Leeds School of Architecture, Broadcasting Place, Back Block, Studio Level 5
Organized by Doreen Bernath

‘Exposé’
In themselves, the pictures, the phases, the elements of the whole are innocent and indecipherable. The blow is struck only when the elements are juxtaposed into a sequential image… Only the film camera has solved the problem of doing this on a flat surface, but its undoubted ancestor in this capability is architecture.
Sergei M. Eisenstein, ‘Montage and Architecture’ (1938)

One day, I went to the school’s director and said that we needed to study theatre, visual arts, film and everything else and combine that with architecture. He threw me out.

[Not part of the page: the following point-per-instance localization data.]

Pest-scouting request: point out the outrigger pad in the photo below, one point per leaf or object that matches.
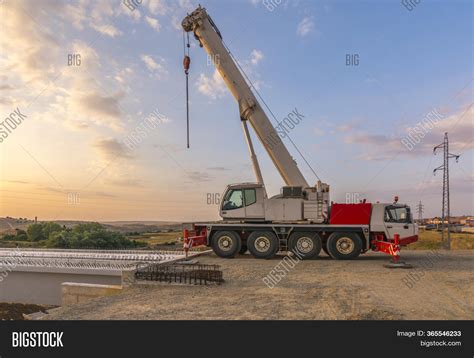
(399, 264)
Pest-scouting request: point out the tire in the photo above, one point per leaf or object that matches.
(344, 246)
(263, 244)
(305, 245)
(325, 249)
(243, 249)
(226, 243)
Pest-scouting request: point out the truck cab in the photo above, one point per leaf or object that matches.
(393, 219)
(245, 201)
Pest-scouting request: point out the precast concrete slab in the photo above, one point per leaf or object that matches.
(36, 275)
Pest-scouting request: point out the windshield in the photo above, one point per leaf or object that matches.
(233, 200)
(397, 214)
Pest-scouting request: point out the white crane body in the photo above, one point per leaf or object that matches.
(300, 218)
(298, 201)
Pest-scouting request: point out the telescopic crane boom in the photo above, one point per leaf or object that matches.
(209, 37)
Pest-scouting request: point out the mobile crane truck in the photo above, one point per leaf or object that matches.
(300, 219)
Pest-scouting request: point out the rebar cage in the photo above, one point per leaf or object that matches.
(197, 274)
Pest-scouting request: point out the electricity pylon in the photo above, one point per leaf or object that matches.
(445, 209)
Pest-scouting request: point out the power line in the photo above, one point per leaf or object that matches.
(420, 209)
(445, 208)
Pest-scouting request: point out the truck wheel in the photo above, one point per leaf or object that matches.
(325, 248)
(226, 243)
(344, 246)
(263, 244)
(305, 245)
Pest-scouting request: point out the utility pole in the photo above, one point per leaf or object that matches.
(445, 209)
(419, 210)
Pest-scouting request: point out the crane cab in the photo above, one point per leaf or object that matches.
(243, 201)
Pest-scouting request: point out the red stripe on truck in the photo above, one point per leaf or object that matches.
(350, 214)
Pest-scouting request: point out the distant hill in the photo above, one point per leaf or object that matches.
(8, 225)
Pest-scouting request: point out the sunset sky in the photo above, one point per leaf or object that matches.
(67, 159)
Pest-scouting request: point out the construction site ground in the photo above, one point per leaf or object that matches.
(440, 286)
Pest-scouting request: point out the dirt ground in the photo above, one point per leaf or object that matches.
(15, 311)
(441, 286)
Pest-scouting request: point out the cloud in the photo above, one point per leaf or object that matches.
(154, 23)
(157, 68)
(108, 30)
(158, 7)
(256, 56)
(212, 87)
(111, 149)
(306, 26)
(460, 128)
(218, 168)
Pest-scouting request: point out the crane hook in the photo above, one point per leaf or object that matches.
(186, 64)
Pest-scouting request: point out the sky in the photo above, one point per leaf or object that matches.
(378, 84)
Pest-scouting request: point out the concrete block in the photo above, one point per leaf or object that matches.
(73, 292)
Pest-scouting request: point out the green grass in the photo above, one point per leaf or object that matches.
(431, 240)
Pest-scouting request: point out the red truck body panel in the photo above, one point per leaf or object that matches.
(350, 214)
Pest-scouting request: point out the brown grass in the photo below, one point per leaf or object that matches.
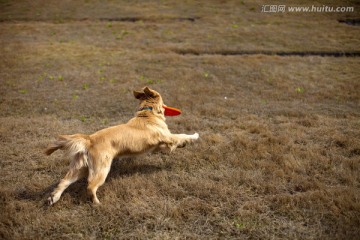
(279, 155)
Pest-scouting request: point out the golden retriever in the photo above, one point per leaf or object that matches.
(92, 155)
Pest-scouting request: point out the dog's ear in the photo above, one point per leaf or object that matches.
(149, 92)
(139, 95)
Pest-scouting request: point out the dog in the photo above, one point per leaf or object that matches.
(91, 155)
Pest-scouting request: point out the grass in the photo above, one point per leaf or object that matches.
(278, 155)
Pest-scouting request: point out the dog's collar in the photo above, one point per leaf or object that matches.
(145, 108)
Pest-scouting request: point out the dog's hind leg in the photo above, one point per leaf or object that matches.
(71, 176)
(95, 180)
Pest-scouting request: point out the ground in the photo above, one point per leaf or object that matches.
(274, 96)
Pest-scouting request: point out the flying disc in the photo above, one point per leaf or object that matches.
(169, 111)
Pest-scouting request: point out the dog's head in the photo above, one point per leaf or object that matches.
(150, 100)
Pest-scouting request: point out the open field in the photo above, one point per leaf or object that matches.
(279, 149)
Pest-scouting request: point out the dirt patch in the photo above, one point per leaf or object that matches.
(274, 97)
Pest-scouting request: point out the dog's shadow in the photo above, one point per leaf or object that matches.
(77, 190)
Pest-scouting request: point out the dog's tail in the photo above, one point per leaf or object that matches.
(77, 144)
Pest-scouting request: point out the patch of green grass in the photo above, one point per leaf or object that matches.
(86, 86)
(121, 35)
(83, 118)
(299, 90)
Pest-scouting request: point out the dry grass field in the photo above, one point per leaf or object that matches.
(275, 98)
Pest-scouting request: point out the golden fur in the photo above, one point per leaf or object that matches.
(92, 155)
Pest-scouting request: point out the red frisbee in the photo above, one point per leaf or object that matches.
(169, 111)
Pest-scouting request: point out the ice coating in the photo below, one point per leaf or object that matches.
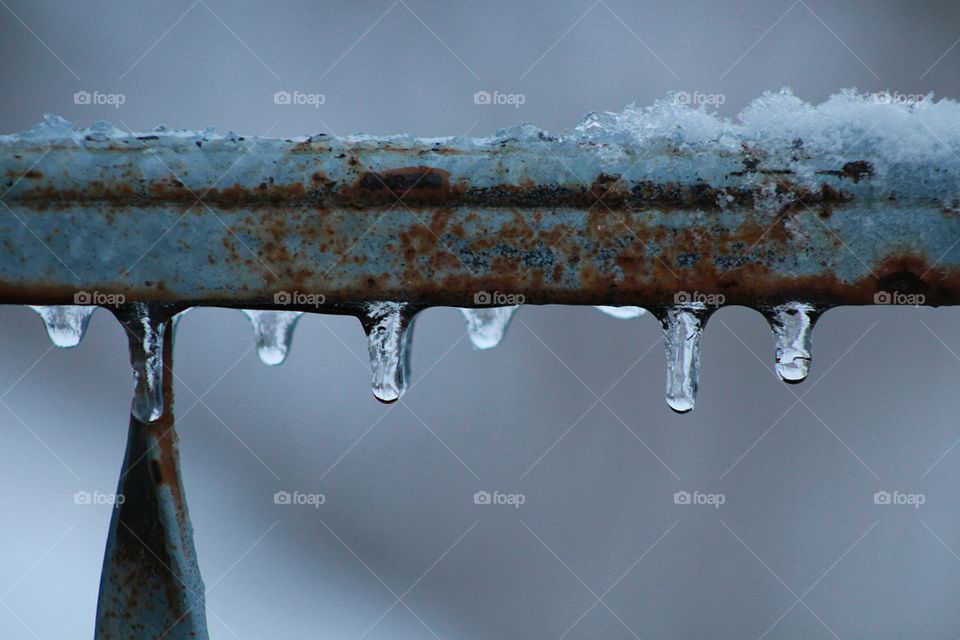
(274, 333)
(389, 328)
(66, 324)
(487, 326)
(146, 331)
(682, 328)
(793, 332)
(622, 313)
(900, 139)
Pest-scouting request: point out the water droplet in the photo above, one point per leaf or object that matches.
(66, 324)
(389, 328)
(792, 325)
(487, 326)
(146, 327)
(623, 313)
(274, 332)
(683, 326)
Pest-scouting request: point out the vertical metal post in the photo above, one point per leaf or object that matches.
(151, 585)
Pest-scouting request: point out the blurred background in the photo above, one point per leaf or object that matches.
(568, 412)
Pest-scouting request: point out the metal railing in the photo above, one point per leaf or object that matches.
(149, 225)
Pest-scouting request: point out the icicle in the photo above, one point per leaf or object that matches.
(487, 326)
(389, 328)
(66, 324)
(793, 331)
(683, 326)
(622, 313)
(274, 332)
(146, 327)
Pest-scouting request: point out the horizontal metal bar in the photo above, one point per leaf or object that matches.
(196, 218)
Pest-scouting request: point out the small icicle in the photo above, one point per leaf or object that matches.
(623, 313)
(683, 326)
(487, 326)
(389, 328)
(274, 332)
(66, 324)
(793, 331)
(146, 328)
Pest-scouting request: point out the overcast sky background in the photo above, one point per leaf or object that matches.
(798, 550)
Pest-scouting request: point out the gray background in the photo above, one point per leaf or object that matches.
(799, 549)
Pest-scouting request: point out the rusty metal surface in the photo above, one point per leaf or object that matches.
(150, 586)
(224, 220)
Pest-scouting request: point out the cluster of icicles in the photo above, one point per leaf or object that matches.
(389, 329)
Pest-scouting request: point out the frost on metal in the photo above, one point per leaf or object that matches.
(790, 208)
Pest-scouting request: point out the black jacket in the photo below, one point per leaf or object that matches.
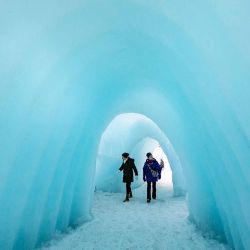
(127, 169)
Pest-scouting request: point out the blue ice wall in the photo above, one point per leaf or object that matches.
(69, 67)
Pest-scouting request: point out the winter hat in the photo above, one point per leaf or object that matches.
(149, 154)
(125, 155)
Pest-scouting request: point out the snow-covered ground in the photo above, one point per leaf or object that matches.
(161, 224)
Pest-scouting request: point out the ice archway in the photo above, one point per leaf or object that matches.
(138, 135)
(68, 67)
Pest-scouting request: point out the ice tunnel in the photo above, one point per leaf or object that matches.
(69, 67)
(138, 135)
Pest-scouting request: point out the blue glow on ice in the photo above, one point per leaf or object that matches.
(69, 67)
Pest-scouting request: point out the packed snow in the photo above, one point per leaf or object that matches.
(161, 224)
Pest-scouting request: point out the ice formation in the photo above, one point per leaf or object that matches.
(68, 68)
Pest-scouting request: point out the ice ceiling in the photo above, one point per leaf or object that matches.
(69, 67)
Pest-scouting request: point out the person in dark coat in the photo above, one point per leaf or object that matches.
(151, 174)
(128, 166)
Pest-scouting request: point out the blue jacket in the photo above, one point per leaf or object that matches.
(151, 170)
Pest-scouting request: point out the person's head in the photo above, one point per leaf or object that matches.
(149, 155)
(125, 156)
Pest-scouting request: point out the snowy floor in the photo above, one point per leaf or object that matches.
(161, 225)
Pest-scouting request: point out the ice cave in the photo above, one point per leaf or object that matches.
(83, 81)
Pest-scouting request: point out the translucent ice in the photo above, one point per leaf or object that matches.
(68, 68)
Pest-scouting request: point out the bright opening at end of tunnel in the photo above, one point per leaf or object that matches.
(137, 134)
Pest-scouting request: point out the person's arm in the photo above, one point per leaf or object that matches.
(122, 167)
(144, 173)
(135, 169)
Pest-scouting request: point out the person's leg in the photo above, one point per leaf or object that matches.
(148, 190)
(127, 191)
(130, 191)
(154, 190)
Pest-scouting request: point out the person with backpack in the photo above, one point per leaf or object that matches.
(151, 174)
(128, 166)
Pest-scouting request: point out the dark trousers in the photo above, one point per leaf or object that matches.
(149, 190)
(128, 189)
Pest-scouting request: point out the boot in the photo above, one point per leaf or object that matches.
(126, 199)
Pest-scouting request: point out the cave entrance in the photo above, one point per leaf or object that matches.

[Cinematic architecture] is a way of thinking that includes processes, change and time. If you start on a drawing board, you’re starting from an object-based way of thinking about architecture. Using film and cinema is a way of breaking free from that.
Pascal Schöning, Manifesto for a Cinematic Architecture (2006)
 
For centuries, we see cities through the projective eyes of architecture. We see cities as composed through abstracted lines, outlined forms, constructible parts, countable units and scalable operatives. Beautifully gutted and examined from ideal angles, cities acquired objectivity, as object of study and as objectives of action. The design of cities, systematised through the so-called ‘urbanism’, thus expanded on the arrangements of these objects and operatives; and only thereafter, as René Descartes would have preferred, we fill up these empty urban forms with, or more precisely as, automatons of prescribed operations. Hubert Damisch considered this poignantly as the moment when cities, and us dwellers and hapers of cities, lost their ability to dream.
As a force of subversion, the intrusion of filmic observations and interventions on cities began to provoke and make visible what were deliberately omitted in earlier modes of urbanism. For over a century, possibilities of time-based or durational relations, narrative-driven investigations, immersive and subjective points of view of cities have opened up new, and complicated past, urban knowledge. From ‘City Symphonies’ of 1920s and 30s, post-war visions of ‘Townscapes’, ‘Megacities’ of 1980s and 90s to euphoric and dystopic speculations of post-humans in post-cities beyond the C21st, these are distinct landmarks in the confluence between cinematic constructs of cities and urbanism in discourse and in practice.
From the revolutionary root of ‘cinema’, i.e. the kineto-scope as the movement image, to avant-garde experiments in scene- and sequence-based architecture, cinematic urbanisms speculate the redundancy of the projective system, an argument to be debated in the symposium. We have invited speakers to unravel the interrogative and inventive detour the filmic has led in new design processes for cities. Drawing on a diverse range of opinions, ‘cinematic urbanism’ can be regarded as a way to restore cities as sites of productive dreaming where ‘distractions’ are turned into ‘an immense and unexpected field of action,’ as Walter Benjamin prophesied.
The full programme of the symposium, talk and speakers information are available here.
Keynote speakers: François Penz (University of Cambridge) and Nic Clear (University of Huddersfield)
Morning session, Grafted Scenes: Ayah Hatahet (MArch, Leeds School of Architecture), Lingge Yang (Diploma School/MArch, AA London), Tatjana Crossley (PhD, AA London), Henrietta Williams (UCL Bartlett School of Architecture), Mark Carey (Northern Film School).
Afternoon session, Sequential Captures: Carla Molinari (Leeds School of Architecture), Mohamad Hafeda (Leeds School of Architecture, Founding Partner of Febrik), Aude-Line Duliére (AA London, Harvard GSD and Rotor Belgium),  Brendon Carlin and Maria Paez Gonzalez (AAVS Tropicality, AA London and RCA).